You will get feedback from people when they use your project. Some people love the fact that GNOME doesn’t have desktop icons. Some people find this unacceptable. Canonical is motivated by this fact to have Unity keep it and to add it back to GNOME through an extension.

Consider another example: Many people find KDE Plasma overwhelmingly rich in options. Yet, when someone asks for a particular feature, another option will be available.

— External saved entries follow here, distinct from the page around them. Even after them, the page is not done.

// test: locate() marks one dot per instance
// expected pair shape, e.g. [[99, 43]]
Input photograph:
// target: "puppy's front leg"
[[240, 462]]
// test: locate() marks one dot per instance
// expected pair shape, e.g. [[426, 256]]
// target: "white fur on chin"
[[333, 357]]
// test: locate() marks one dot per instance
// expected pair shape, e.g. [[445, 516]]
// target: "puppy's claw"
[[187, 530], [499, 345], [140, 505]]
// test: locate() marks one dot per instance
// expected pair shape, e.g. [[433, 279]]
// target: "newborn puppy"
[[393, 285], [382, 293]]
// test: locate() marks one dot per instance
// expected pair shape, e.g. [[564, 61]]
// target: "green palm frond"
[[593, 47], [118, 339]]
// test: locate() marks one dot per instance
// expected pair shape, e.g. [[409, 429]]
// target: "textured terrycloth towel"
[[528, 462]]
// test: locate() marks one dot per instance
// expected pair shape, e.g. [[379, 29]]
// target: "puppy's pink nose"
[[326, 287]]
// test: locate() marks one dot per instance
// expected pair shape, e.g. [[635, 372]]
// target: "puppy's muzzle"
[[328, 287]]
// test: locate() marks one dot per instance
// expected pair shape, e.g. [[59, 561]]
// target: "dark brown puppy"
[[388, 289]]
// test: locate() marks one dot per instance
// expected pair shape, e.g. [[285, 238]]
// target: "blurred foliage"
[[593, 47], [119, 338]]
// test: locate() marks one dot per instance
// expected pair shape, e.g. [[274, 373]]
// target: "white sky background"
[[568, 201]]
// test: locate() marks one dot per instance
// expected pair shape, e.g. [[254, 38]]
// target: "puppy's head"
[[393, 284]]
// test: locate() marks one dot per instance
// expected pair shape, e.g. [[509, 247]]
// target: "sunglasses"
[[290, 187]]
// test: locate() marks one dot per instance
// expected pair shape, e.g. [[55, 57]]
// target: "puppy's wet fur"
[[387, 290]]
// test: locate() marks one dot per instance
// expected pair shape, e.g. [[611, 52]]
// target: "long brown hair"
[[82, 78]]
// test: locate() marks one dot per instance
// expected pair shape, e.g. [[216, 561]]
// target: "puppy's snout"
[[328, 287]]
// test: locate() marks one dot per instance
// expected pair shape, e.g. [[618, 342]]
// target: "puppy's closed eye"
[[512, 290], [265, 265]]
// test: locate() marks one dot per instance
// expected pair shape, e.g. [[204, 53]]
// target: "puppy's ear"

KDE’s mission statement is not complicated. This is far from the truth. A person simply wanted a feature and they either made it happen or had it created for them by someone else.

System76 holds a special place within the Linux world. It is a Linux laptop supplier that ships hardware and creates its own software. It has paying customers that express their needs and expectations back to the company.

Although customers may not ask System76 directly for a new desktop environment for their business, creating one can allow the company to fulfill what customers really want.

4. Volunteers Want Freedom to Grow

GNOME is a highly opinionated desktop environment. This isn’t a criticism. GNOME has a specific vision of how its interface should look, function and integrate, unlike traditional Linux desktop environments. Any contributions that are not in line with this vision will be rejected.

If someone creates a way for thumbnails to be displayed for each workspace in the bottom corner, it’s unlikely to become part of GNOME. The accepted visual metaphor for workspaces is that they are something you zoom in on when you activate Activities Overview.

In this case, the person might not abandon their code but instead create something else for GNOME. They may choose to go to another desktop, where their contributions are welcome, since they aren’t employees.

Related: Why Linux is Free: How the Open Source World Makes It Money

Some volunteers have a grand vision of how the desktop could work. No existing project gives them the freedom they need to create the things they want. They create their own projects.

There will always be reasons to create a new desktop environment, no matter how technical or visual. This is true for both free software apps and the broader interface.

5. They want to be distinctive


Canonical’s Unity user interface was controversial in the Linux world at first. Many people didn’t understand why Canonical would spend so long reinventing the wheel, when it already had a working desktop interface.

Ubuntu’s mission was not to be difficult to use. New computers should have Ubuntu pre-installed. Computer manufacturers weren’t enthusiastic about selling computers with interfaces that looked as old as GNOME 2.

Unity was an unusual look, not just among Linux distributions but also compared to Windows OS and macOS. You knew what you were looking at when you saw a Unity desktop picture. It was Ubuntu. It featured bright icons on the left and a useful keyboard driven HUD feature to navigate app menus just by typing.

Canonical was able create their own desktop environment to offer manufacturers a unique option.

Even for traditional Linux users, who may download an ISO file to replace their current operating system, there must still be a reason to choose one distro over the other. The key difference between packages and releases used to be package formats. Over the years, desktop environments have been the focus of attention.

Does Linux Need More Desktop Environments?

This is the constant question. It doesn’t matter. People don’t create new desktops just because they have a need. People create new desktops because it’s possible.

New desktops will soon be available, but for now, have you reviewed the various Linux desktop environments that are already in place?

The 12 Best Linux Desktop Environments

It can be difficult to choose a Linux desktop environment. These are the top Linux desktop settings to consider.